Pucky_wins · October 15, 2020, 6:46pm

Reloading lxd on all the containers worked. Thanks! They are all in the cluster. Just container6 doesn’t have a database. Is that correct?

stgraber · October 15, 2020, 6:49pm

That’s normal, you’ll normally only ever see 3 database servers no matter the number of servers. Which one is a database server may change over time as the role is transferred during restarts.

Pucky_wins · October 15, 2020, 7:19pm

Good to know, thanks.

Unfortunately, now I can’t do anything with that container6 node.
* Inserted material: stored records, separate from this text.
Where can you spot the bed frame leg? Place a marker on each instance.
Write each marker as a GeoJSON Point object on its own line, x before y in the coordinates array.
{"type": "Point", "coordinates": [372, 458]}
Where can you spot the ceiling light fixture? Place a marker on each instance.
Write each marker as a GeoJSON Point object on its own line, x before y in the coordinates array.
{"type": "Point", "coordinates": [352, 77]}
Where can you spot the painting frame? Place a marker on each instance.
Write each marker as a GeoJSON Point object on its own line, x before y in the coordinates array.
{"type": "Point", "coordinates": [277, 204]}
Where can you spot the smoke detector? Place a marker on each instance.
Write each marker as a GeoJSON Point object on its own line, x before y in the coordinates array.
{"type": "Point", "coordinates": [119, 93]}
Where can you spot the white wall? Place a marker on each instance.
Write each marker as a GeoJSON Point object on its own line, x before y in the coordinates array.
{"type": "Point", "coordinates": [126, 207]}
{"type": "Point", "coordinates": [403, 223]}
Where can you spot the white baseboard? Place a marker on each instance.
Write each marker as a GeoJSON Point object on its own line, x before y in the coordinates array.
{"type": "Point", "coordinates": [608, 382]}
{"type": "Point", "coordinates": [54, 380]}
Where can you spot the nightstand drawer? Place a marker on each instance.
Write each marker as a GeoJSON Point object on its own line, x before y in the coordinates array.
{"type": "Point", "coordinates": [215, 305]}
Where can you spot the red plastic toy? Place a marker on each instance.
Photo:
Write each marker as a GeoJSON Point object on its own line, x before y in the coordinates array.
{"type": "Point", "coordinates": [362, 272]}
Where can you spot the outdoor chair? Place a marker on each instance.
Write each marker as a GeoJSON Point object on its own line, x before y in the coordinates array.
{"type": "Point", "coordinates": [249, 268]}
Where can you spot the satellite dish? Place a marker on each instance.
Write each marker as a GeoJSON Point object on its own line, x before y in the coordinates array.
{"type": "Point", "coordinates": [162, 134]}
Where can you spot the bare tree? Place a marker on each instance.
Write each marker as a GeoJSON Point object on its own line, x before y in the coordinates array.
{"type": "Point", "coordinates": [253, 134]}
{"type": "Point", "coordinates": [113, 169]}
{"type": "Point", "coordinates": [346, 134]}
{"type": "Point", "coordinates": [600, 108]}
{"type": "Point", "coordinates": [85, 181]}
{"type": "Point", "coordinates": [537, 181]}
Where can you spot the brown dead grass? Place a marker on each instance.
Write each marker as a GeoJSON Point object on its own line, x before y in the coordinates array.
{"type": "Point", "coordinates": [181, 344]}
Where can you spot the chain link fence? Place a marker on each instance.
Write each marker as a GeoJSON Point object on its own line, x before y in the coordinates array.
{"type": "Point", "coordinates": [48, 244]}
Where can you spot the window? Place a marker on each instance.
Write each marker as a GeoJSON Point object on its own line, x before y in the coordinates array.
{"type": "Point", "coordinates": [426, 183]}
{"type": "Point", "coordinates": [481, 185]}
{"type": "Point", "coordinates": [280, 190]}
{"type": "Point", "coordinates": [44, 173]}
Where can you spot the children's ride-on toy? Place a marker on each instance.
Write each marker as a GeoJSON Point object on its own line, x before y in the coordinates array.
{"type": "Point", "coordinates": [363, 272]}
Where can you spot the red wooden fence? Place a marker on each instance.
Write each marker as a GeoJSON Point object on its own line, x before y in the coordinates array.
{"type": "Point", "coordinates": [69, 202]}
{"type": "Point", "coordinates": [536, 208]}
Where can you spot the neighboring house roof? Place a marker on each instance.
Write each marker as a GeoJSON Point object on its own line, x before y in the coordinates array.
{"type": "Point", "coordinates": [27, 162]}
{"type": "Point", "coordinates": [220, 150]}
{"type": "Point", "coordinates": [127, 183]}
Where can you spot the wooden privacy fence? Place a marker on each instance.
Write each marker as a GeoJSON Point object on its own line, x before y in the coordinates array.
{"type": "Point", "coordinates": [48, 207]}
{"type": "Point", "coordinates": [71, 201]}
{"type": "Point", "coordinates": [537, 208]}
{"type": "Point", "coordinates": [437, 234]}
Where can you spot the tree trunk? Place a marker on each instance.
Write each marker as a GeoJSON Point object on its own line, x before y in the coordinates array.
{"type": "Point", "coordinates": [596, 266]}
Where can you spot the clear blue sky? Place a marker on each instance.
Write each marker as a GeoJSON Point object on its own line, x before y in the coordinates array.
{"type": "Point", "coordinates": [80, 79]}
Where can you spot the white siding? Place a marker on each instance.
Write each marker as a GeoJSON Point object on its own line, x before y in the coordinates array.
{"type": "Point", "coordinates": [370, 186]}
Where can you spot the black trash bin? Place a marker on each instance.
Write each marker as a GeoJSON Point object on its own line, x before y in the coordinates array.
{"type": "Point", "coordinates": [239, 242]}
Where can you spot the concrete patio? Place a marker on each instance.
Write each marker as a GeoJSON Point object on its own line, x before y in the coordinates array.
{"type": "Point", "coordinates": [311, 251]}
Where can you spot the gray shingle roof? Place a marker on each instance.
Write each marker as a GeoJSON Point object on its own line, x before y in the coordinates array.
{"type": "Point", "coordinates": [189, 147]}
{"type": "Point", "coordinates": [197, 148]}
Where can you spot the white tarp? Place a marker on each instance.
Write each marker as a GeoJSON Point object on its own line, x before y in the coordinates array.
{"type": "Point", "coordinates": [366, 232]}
lxc mv cluster-new:kibana-logging cluster-new: --target=container6
Error: Migration API failure: Failed to get address of instance's node: No such object

lxc list on container6 just shows errors

lxd sql global "SELECT * FROM nodes;"
+----+---------------------------------+-------------+----------------+--------+----------------+-------------------------------------+---------+------+
| id |              name               | description |    address     | schema | api_extensions |              heartbeat              | pending | arch |
+----+---------------------------------+-------------+----------------+--------+----------------+-------------------------------------+---------+------+
| 1  | container5                      |             | 10.3.0.57:8443 | 30     | 189            | 2020-10-15T21:18:10.031843111+02:00 | 0       | 2    |
| 3  | container7.connect-mobile.co.za |             | 10.3.0.59:8443 | 30     | 189            | 2020-10-15T21:18:10.031936519+02:00 | 0       | 2    |
| 4  | container8.connect-mobile.co.za |             | 10.3.0.60:8443 | 30     | 189            | 2020-10-15T21:18:10.032024057+02:00 | 0       | 2    |
| 5  | container6                      |             | 10.3.0.58:8443 | 30     | 189            | 2020-10-15T21:18:10.031715786+02:00 | 0       | 2    |

lxc cluster list
+---------------------------------+------------------------+----------+--------+-------------------+--------------+
|              NAME               |          URL           | DATABASE | STATE  |      MESSAGE      | ARCHITECTURE |
+---------------------------------+------------------------+----------+--------+-------------------+--------------+
| container5                      | https://10.3.0.57:8443 | YES      | ONLINE | fully operational | x86_64       |
+---------------------------------+------------------------+----------+--------+-------------------+--------------+
| container6                      | https://10.3.0.58:8443 | NO       | ONLINE | fully operational | x86_64       |
+---------------------------------+------------------------+----------+--------+-------------------+--------------+
| container7.connect-mobile.co.za | https://10.3.0.59:8443 | YES      | ONLINE | fully operational | x86_64       |
+---------------------------------+------------------------+----------+--------+-------------------+--------------+
| container8.connect-mobile.co.za | https://10.3.0.60:8443 | YES      | ONLINE | fully operational | x86_64       |
+---------------------------------+------------------------+----------+--------+-------------------+--------------+

stgraber · October 15, 2020, 7:21pm

Can you try just lxc mv cluster-new:kibana-logging --target=container6 see if that does the same thing?

Pucky_wins · October 15, 2020, 7:24pm

Yes, same thing. I also can’t deploy to that node. All the rest work fine. This is really bizarre

stgraber · October 15, 2020, 9:16pm

Very weird… Maybe do another round of systemctl reload snap.lxd.daemon on the various nodes? I’m not sure why that would help though, we send heartbeats every 10s or so and your output above shows that those have been sent an received properly so I’m not sure why you’d have cluster nodes that are unaware of others.

Pucky_wins · October 15, 2020, 9:39pm

I tried that, and restarted the container6 box. It can’t see anything at all, despite no naming issues. I went in and added all the hosts to each others host files just in-case. This is what lxc list looks like on container6.

Pucky_wins · October 15, 2020, 9:52pm

The time was WAAAAY off. I fixed that. I can now launch, just still can’t mv containers but that is now a general problem with the cluster, not associated with that node. #winning

Pucky_wins · October 15, 2020, 9:58pm

It looks like that container broke Thanks for all the help with this. It looks like it’s sorted.